Securing a mortgage when buying a home can be an in-depth process that comes with a hefty set of criteria that borrowers need to meet before being approved. Generally speaking, lenders want to see that a borrower has a healthy credit score and sizeable income in relation to accumulated debt before a mortgage is offered.
Having said that, there are certain things that borrowers should avoid doing while they’re in the midst of applying for a mortgage and awaiting an answer from their lenders. Such actions can easily lead to a “denied” stamp on a mortgage application.
Don’t Change Jobs
If you are a salaried employee, you should ideally maintain your current position while you’re in the middle of waiting for approval on your mortgage application. Don’t go from your current salaried job to one with a commission structure; or worse, don’t become self-employed just yet. Lots of mortgage programs require that borrowers show a minimum of two years of history in the line of work or pay structure.
Don’t Make a Large Purchase on Credit
If you decide to take out a loan for a new car or finance a bunch of new furniture in your home, your debt ratio will be thrown out of whack. This is a critical number that mortgage brokers use to assess your ability to obtain a mortgage, and if that number goes up, you might no longer qualify for that home loan.
Don’t Apply For a New Credit Card
Your credit report will be pulled by the credit card company through which you are applying for a new card. Every time your credit report is pulled, it lowers your credit score. Not only that, mortgage brokers must account for the new debt in the ratio, which can delay the mortgage approval process or deny it altogether.

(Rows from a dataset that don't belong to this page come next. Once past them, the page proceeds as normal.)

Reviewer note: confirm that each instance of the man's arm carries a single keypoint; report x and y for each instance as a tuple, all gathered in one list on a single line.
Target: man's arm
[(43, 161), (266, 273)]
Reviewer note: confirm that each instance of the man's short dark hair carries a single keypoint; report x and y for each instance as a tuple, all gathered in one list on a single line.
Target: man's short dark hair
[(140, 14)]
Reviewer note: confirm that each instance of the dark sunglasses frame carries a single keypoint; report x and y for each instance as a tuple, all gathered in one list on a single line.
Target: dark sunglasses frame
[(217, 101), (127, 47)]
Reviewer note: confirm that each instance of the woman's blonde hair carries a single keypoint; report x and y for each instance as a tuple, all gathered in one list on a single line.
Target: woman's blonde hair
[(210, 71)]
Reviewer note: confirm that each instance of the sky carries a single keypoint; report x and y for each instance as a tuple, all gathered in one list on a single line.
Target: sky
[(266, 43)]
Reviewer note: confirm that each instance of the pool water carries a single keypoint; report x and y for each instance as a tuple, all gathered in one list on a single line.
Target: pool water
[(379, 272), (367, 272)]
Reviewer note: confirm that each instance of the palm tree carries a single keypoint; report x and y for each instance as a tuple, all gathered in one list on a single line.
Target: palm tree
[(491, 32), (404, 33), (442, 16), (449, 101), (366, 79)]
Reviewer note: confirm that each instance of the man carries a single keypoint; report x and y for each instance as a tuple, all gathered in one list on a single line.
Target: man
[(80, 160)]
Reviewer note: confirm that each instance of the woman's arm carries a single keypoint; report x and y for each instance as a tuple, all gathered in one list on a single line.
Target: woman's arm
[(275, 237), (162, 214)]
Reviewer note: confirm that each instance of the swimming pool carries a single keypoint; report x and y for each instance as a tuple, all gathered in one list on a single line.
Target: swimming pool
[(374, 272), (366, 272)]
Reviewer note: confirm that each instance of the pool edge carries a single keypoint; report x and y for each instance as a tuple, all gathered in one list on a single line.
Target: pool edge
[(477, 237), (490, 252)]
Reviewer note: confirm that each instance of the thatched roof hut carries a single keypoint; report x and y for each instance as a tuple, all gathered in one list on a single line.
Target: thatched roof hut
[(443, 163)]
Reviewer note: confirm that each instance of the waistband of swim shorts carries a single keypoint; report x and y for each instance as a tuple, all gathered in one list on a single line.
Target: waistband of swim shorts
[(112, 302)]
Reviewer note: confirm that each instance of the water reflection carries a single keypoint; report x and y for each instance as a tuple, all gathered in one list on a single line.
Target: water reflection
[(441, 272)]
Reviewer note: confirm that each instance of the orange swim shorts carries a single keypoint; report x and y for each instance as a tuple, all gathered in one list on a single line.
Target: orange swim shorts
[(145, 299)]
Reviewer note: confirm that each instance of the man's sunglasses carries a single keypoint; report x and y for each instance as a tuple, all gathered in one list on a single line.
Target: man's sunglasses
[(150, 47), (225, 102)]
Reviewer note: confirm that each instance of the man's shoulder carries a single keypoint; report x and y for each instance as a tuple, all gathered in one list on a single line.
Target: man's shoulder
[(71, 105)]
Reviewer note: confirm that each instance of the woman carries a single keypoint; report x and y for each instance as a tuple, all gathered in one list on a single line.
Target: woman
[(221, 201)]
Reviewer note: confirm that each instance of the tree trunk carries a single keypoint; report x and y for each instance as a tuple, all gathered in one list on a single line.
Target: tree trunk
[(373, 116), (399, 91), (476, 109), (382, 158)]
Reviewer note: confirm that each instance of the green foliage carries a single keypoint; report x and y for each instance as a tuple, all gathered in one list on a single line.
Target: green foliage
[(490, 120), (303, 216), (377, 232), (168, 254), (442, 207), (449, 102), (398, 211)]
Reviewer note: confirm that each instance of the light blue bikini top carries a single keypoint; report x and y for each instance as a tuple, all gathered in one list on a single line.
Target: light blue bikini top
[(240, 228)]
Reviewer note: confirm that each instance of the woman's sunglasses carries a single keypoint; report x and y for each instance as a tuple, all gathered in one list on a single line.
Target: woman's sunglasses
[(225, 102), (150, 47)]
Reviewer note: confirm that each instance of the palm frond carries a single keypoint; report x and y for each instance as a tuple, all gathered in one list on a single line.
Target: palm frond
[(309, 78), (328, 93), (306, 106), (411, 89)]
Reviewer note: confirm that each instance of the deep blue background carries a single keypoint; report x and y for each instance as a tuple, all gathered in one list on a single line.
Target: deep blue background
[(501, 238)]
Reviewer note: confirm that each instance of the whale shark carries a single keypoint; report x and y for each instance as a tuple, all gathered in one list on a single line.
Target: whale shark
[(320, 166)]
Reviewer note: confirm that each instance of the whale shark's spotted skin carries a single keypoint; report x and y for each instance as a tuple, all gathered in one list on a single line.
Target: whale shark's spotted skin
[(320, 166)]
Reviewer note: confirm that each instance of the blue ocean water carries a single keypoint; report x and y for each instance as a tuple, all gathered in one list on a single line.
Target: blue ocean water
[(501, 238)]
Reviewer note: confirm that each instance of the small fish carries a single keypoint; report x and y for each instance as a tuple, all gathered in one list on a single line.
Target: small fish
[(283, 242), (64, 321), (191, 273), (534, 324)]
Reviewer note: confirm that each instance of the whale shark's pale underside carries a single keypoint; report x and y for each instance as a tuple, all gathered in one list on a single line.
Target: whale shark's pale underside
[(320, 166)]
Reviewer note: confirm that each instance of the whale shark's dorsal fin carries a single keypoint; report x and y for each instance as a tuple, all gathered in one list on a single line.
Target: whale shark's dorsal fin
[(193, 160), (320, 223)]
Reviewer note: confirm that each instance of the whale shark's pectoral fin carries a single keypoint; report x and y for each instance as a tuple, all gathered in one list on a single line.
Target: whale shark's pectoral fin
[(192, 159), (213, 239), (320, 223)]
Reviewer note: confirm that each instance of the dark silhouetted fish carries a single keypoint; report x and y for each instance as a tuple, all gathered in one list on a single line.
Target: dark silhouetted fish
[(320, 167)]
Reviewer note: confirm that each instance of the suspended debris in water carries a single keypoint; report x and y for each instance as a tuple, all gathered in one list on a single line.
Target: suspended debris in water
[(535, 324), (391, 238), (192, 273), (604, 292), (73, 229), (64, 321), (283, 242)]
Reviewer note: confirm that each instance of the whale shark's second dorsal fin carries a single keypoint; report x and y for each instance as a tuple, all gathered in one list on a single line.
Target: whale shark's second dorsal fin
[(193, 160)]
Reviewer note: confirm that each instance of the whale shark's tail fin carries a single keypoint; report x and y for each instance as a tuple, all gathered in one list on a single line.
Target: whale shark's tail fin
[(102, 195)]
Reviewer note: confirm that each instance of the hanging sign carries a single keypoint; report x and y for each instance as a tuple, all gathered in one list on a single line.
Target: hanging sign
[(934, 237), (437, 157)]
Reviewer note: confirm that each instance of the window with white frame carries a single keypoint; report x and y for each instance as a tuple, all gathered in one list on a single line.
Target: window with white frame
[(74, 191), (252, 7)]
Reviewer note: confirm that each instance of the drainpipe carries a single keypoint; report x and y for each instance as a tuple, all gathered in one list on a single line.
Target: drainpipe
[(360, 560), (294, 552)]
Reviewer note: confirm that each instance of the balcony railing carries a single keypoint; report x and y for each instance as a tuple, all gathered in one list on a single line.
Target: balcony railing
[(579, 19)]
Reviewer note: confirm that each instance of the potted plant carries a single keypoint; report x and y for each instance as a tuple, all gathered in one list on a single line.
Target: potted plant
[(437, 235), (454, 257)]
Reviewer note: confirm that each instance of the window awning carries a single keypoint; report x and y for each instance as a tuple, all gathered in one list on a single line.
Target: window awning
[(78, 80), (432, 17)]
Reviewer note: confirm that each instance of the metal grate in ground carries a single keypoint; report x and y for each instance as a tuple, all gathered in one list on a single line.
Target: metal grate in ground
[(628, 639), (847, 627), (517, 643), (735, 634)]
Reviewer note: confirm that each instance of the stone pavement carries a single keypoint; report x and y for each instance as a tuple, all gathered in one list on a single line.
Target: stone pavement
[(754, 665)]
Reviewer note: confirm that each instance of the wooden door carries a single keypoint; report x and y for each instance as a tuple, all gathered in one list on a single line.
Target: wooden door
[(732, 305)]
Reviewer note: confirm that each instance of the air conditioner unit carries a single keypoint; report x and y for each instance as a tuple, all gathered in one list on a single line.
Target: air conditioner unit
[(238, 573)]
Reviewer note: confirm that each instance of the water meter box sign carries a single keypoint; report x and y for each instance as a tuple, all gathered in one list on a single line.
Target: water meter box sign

Don’t Close Old Credit Card Accounts
Having some form of credit card debt is a good thing, as long as you are able to show that you are capable of paying it off on a regular basis. If you have an old credit card account, don’t close it just yet. Wait until after the mortgage closes to make any changes like these.
Don’t Increase Credit Card Debt
Just because you’ve been approved for a certain credit limit on your card doesn’t mean you should spend up to that amount. In fact, it’s generally recommended that you limit your spending to no more than 30% of your credit limit in order to avoid negatively affecting your credit rating.
Don’t Fall Behind on Your Bill Payments
Whether it’s your credit card, auto loan, student loan, or any other type of bills that you’re responsible for, don’t forget to pay them. Failure to pay your monthly bills on time and in full can negatively impact your credit score and your ability to pay a mortgage in the eyes of your lender.
You want to do absolutely everything in your power to strengthen your position when applying for a mortgage. That entails avoiding making certain moves that can lead to a rejected application very quickly. Your real estate agent will be able to help you identify what you should and shouldn’t do to boost your odds for approval so you can finally enjoy a home of your own.